No primeiro dia de sua visita, Francisco lavou a alma do Brasil. Engarrafado na Presidente Vargas, num carro com a janela aberta, acariciou uma criança. Era apenas um homem que não tem medo do povo. Percorreu a muy leal cidade de São Sebastião em cenas inesquecíveis. Seu percurso não foi demarcado pelos batalhões de choque, mas por cordões de jovens voluntários, com camisetas amarelas (oh, que saudades da cor das Diretas Já).
Pouco depois, o Papa estava no jardim do Palácio Guanabara, num cenário cavernoso, com o prédio protegido pelo Batalhão de Choque. Submeteram-no a um protocolo redundante, obrigando-o a apertar as mãos de pessoas que já havia cumprimentado na Base Aérea.
Havia hierarcas que ganhavam beijinho da doutora Dilma e ai daqueles que saíram só com o aperto de mão. (Noves fora o ministro Joaquim Barbosa, que passou batido pela chefe do Poder Executivo. Ele não faria isso com o prefeito de Miami.) No Guanabara estava a turma do andar de cima. Nela havia gente que, tendo ouro e prata, anda protegida por seguranças pagos pela patuleia da Presidente Vargas.
Até o momento em que Francisco chegou ao Rio, o país viveu o clima neurastênico, no qual se confundia uma peregrinação da fé com uma operação militar que, avaliada pela sua própria pretensão, foi uma catedral de inépcia. Vinte e cinco mil homens da polícia e das Forças Armadas para proteger o Papa. De quem?

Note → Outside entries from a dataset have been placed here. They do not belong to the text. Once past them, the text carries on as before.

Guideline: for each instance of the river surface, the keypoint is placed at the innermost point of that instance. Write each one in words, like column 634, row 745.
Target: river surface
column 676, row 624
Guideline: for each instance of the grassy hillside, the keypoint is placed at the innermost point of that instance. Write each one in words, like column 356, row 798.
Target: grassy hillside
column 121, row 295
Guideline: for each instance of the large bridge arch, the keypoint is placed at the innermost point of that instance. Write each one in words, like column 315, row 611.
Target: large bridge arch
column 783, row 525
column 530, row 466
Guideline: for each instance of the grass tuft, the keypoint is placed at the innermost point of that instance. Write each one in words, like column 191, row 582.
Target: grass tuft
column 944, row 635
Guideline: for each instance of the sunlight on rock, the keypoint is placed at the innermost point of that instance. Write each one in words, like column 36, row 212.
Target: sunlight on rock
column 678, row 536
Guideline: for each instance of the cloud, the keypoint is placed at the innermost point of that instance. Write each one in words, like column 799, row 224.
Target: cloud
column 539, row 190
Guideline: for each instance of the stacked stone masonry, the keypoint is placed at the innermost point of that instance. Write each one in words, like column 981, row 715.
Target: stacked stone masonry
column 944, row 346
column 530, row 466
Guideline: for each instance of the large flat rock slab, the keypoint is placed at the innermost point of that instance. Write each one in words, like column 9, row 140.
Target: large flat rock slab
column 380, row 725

Num dos momentos mais ridículos já ocorridos em visitas do gênero, um soldado foi fotografado verificando o nível de radioatividade do quarto de Francisco em Aparecida. Os sábios da demofobia planejaram tudo e, como sucede a milhares de cariocas, o Papa acabou engarrafado na Presidente Vargas.
Evidentemente, a prefeitura responsabilizou a Polícia Federal e a Polícia Federal responsabilizou a prefeitura, mas isso não é novidade. Para alegria de quem estava na avenida, deu tudo errado e eles puderam ver o Papa de perto.
Todos os detalhes da neurastenia foram conscientes, da divulgação do aparato de segurança à exposição de temores com manifestações. Nenhuma das duas iniciativas era necessária. A exaltação da máquina policial é uma indiscrição, a menos que seu objetivo seja apenas causar temor.
Os distúrbios ocorridos nas cercanias do Palácio Guanabara faziam parte do cotidiano do governador Sérgio Cabral, não da rotina de Francisco. Nesse sentido, a janela aberta do carro, o papamóvel com as laterais livres e o cordão dos voluntários vinham da agenda da Igreja, botando fé no povo e nos jovens.
Num discurso impróprio, a doutora Dilma referiu-se às “mudanças que iniciamos há dez anos”. Louvava a década de pontificado petista diante de um pastor cujo mandato começou há 2013 anos. Não entenderam nada.
O Brasil é uma democracia que passa por momentos de tensão.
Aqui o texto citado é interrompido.